Mr Davitt said the after effects of the Brexit bump will be positive for the Irish property market.

“It won’t have the same severe impact as that experienced in 2008 because we have an undersupply of property and it is the supply and demand curve that determines prices, not wild predictions of falling prices by economists and others, such as those we saw earlier in 2020," Mr Davitt commented.

He said many purchasers are self-financed and buying without recourse to a mortgage; interest rates are as low as they have ever been and there is more competition in the mortgage market with longer term fixed interest rates, up to ten years, even if they are still well ahead of the euro area average.

“It is unfortunate, however, that many on average wages cannot benefit from these favourable factors for home ownership. In our view the Central Bank mortgage lending rules are too extreme and they are forcing young people to pay substantially more to rent a property than it would cost to service a mortgage on the very same property," he continued.

He pointed to the recent Daft.ie rental report for Q3 2020 which shows that a three-bedroom home in Westmeath costs €994 a month to rent. A mortgage repayment on the same home would typically be €559 a month.

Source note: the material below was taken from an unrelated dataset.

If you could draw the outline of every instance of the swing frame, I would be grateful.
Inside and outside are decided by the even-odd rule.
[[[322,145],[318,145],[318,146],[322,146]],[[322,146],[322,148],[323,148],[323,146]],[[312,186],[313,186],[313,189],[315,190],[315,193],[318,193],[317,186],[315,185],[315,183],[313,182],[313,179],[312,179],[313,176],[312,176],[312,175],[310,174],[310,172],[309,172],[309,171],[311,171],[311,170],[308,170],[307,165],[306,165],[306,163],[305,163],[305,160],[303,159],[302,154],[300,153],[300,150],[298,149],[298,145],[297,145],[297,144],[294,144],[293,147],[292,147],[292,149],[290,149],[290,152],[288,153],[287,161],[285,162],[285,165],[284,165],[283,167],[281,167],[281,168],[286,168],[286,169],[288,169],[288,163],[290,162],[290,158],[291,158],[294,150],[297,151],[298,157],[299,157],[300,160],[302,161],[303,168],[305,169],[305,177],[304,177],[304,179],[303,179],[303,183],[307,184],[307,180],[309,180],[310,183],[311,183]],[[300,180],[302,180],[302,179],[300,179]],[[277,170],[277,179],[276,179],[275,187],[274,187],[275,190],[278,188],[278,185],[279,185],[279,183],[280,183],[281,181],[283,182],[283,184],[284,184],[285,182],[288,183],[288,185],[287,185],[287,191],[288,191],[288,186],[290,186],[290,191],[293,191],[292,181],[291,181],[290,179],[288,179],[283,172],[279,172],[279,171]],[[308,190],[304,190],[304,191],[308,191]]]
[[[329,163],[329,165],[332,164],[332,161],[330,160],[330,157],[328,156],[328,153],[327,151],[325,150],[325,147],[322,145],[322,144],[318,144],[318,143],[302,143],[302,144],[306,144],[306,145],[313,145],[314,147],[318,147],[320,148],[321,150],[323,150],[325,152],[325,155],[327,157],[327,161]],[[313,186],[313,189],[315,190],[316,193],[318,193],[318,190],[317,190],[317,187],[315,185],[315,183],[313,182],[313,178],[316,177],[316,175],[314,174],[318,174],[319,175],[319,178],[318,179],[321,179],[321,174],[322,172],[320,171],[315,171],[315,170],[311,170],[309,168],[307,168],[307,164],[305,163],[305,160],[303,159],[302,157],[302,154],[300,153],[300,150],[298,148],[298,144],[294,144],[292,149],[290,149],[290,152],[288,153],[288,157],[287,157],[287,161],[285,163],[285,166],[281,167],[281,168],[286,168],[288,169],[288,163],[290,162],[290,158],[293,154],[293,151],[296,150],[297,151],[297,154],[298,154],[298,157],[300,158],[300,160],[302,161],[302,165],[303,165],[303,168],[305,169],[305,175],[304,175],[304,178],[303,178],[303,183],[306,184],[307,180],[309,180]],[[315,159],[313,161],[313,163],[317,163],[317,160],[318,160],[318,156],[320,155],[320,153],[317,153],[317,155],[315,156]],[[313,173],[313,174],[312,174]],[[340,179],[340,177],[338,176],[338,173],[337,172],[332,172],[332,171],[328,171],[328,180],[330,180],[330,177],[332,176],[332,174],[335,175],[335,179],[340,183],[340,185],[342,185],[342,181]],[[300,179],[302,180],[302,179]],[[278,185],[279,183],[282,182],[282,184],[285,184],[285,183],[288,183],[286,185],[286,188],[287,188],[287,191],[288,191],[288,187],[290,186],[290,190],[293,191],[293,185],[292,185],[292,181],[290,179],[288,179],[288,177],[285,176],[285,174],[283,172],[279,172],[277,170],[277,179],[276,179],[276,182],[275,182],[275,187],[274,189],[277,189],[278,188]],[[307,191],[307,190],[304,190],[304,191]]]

“Even allowing for a two percent increase in the interest rate on the mortgage the repayment would be €709, still way below the cost of renting," he added.

Mr Davitt said home ownership acquired at an affordable price is the best way to grow personal wealth over the longer term.

“The tragedy is that many people have already been in this position for the best part of a decade and are now in their late thirties or even their forties and unless Governments into the future make major changes to our national pension policy, they will have to continue renting into pension age and then, potentially, face homelessness,” he said.

Mr Davitt also said the Government should review the terms of the Rebuilding Ireland Home Loan mortgage available from Local Authorities. Unlike mortgages subject to Central Bank rules which limit borrowing to 3.5 times salary, it allows joint borrowers, borrow up to five times income and single borrowers up to 4.5 times salary, provided they have not owned property previously.

He said IPAV members find there are many who have owned property in the past but lost out as a result of negative equity arising from the last deep recession. They now find themselves ineligible for this loan scheme which gives 25 or 30 year fixed mortgage rates at a very attractive interest rate of 2.99pc.

In terms of house building he welcomed the announcement that Home Building Finance Ireland (HBFI ) will give bigger loans to smaller developers having secured agreement from the European Investment Fund which will guarantee half the credit risk.

“However, interest rates of between six and nine percent are far too high and may not be attractive enough to lure enough SME builders, the traditional mainstay of the house building market, back into house building to make a quantifiable difference to housing supply shortage,” he warned.